Just as daycare fees are about to be slashed in half for most parents starting on June 1 as part of a federal initiative to reduce child care costs, daycares in New Brunswick received a memo from the provincial government on May 10 saying they can’t create new subsidized spots until at least November.
In late April, the provincial government announced child care fees for children five and under as part of a standardized low-fee model in preparation for a joint federal and provincial initiative to offer $10-a-day daycare in 2026.
Spots that have already been created, or spots that have been requested by daycares before May 10th are unaffected by the change.
Education and Early Childhood Development Minister Dominic Cardy said in an interview on Thursday that this six-month pause is necessary to ensure subsidized child care spots are distributed equitably.

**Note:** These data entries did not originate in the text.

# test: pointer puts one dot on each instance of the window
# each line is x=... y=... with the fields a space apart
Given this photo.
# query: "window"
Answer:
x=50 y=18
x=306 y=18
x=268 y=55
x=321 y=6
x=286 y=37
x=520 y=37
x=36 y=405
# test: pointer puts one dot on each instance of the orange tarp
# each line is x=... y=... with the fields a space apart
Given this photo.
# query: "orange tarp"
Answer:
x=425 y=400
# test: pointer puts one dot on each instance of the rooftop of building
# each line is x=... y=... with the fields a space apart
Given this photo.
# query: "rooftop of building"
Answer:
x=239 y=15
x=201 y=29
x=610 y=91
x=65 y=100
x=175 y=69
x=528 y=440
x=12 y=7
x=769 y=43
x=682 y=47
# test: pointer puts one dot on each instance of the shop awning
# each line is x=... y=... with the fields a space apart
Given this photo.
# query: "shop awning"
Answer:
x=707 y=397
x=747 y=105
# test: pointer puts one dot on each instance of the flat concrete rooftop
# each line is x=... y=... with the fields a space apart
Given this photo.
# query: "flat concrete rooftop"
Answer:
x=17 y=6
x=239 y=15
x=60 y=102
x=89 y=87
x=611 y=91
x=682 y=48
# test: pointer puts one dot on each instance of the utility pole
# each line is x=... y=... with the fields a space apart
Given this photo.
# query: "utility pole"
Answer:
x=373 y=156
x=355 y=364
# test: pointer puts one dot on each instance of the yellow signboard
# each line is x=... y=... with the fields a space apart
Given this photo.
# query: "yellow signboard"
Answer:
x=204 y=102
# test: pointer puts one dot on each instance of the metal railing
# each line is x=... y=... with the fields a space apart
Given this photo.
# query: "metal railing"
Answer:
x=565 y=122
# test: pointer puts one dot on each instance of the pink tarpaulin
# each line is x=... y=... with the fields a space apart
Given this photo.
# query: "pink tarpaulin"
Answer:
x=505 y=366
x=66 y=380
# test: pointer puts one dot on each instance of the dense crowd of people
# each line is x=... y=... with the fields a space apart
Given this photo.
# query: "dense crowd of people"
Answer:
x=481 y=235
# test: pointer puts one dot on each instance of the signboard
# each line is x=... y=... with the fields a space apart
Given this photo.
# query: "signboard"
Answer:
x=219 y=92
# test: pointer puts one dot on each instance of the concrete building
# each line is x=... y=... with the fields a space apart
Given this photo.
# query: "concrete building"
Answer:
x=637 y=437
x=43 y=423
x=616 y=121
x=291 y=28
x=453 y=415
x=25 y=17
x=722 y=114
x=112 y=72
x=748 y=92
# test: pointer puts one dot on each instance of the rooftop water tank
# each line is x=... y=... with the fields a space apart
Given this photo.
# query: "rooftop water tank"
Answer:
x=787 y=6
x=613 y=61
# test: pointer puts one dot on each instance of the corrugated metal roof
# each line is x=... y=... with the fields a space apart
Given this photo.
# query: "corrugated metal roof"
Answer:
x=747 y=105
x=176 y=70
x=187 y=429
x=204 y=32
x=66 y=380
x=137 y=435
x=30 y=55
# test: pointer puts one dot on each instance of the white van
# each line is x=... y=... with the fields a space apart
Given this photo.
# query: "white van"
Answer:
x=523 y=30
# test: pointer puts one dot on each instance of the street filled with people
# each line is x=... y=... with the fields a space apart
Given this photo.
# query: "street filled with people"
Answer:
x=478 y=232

“We’ve gotta make sure that all the designated spots that are funded with public money don’t all end up in the big centres that have already got lots of spots,” he said.
“We need to make sure that the Acadian Peninsula, some other places in the province where there have traditionally been shortages, that those are addressed, ” he said, adding the province would be using the moratorium to consult with stakeholders on where best to place those spots.

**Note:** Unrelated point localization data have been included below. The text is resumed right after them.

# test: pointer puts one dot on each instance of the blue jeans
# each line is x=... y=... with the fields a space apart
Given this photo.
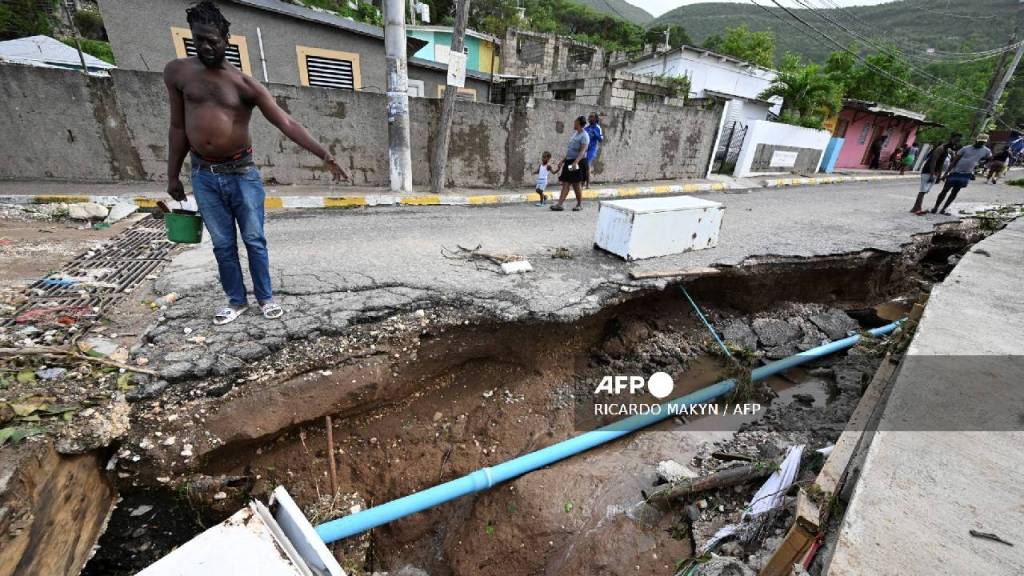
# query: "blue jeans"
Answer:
x=223 y=201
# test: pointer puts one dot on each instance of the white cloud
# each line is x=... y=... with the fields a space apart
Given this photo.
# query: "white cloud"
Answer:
x=658 y=7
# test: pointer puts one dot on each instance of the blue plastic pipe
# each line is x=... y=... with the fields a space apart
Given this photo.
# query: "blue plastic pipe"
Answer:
x=488 y=477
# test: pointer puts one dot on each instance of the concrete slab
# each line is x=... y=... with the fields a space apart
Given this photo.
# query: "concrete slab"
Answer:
x=950 y=447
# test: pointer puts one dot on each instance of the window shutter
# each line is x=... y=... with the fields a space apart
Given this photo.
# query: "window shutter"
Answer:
x=330 y=73
x=231 y=53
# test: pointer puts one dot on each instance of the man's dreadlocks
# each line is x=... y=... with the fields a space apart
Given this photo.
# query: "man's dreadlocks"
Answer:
x=208 y=13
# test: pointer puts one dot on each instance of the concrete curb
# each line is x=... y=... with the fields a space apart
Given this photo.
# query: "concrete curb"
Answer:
x=306 y=202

Daycare operator JP LeBlanc, who owns several locations of Power Play Daycare in the Greater Moncton Area, says the moratorium complicates things for a daycare he’s hoping to open in Moncton’s Elmwood neighbourhood in 2023.
He’s concerned he may not be able to offer subsidized spots in the new location, as he does in his current locations.

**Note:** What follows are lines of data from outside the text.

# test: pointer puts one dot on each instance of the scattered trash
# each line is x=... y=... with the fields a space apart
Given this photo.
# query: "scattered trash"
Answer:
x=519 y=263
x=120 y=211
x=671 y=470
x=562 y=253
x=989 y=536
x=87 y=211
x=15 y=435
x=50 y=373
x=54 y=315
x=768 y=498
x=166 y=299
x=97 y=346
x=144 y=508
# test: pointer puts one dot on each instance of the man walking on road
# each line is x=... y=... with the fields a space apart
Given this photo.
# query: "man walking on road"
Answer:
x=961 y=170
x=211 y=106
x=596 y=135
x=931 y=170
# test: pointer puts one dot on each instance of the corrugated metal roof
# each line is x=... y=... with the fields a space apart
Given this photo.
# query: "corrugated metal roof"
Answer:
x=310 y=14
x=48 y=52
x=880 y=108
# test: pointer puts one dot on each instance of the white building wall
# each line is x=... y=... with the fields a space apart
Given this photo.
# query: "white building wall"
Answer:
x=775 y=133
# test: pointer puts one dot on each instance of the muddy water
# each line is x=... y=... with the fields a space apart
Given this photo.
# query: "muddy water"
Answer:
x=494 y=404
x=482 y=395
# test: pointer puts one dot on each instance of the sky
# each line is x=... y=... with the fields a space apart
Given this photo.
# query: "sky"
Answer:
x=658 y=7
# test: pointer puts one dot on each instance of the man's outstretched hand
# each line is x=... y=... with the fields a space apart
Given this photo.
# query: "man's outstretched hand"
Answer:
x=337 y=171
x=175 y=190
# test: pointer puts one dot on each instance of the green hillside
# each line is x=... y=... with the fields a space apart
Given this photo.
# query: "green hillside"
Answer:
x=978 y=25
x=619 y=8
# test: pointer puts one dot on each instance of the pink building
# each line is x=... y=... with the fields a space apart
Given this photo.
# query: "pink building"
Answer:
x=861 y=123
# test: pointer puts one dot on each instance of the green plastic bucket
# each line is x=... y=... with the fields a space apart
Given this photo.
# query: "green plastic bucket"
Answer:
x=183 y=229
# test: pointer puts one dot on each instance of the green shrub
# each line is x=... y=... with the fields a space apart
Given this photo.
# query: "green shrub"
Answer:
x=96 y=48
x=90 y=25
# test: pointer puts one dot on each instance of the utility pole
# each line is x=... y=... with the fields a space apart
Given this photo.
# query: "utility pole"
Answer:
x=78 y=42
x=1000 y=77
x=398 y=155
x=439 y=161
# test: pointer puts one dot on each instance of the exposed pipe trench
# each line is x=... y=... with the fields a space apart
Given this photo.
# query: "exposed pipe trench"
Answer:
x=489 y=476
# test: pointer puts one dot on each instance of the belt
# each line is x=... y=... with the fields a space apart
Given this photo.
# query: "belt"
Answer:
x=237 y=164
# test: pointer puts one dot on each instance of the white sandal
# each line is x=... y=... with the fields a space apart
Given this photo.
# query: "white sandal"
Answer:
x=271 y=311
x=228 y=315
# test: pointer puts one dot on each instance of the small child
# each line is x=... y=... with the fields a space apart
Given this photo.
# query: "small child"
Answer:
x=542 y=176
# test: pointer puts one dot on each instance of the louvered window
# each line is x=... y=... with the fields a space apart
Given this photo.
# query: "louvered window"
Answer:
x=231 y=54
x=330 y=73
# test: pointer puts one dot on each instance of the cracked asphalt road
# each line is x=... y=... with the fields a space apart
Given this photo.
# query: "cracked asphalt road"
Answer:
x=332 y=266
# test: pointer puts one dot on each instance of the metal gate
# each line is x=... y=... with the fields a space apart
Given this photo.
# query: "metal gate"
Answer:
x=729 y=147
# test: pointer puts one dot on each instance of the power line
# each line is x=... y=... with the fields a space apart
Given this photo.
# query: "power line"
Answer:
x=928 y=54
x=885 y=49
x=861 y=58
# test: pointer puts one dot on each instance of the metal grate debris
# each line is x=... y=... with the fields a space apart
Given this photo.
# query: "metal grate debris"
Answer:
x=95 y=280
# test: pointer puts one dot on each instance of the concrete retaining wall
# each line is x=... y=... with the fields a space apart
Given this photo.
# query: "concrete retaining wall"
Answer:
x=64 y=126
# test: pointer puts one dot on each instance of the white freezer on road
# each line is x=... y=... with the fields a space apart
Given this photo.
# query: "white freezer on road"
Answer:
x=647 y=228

Subsidized spots make up roughly 45 per cent of the spaces at his daycares.
“Good luck if you’re charging twice the price as the ones that are given the federal and provincial funding. Who is going to want to say long at that daycare? As soon as a (subsidized) spot opens up those kids will be moving on for the savings, ” he said on Thursday.
While he credits the provincial government for initiatives that have helped his industry like wage top ups for child care workers, LeBlanc said the moratorium makes his new daycare a risky investment.
“That right there, that’s a tough one,” he said. “I got a deposit on the land and now I have to go ahead and finish paying for the land because they won’t wait until October.”
He said his plan now is to forge ahead in hopes he can offer subsidized spaces after the moratorium.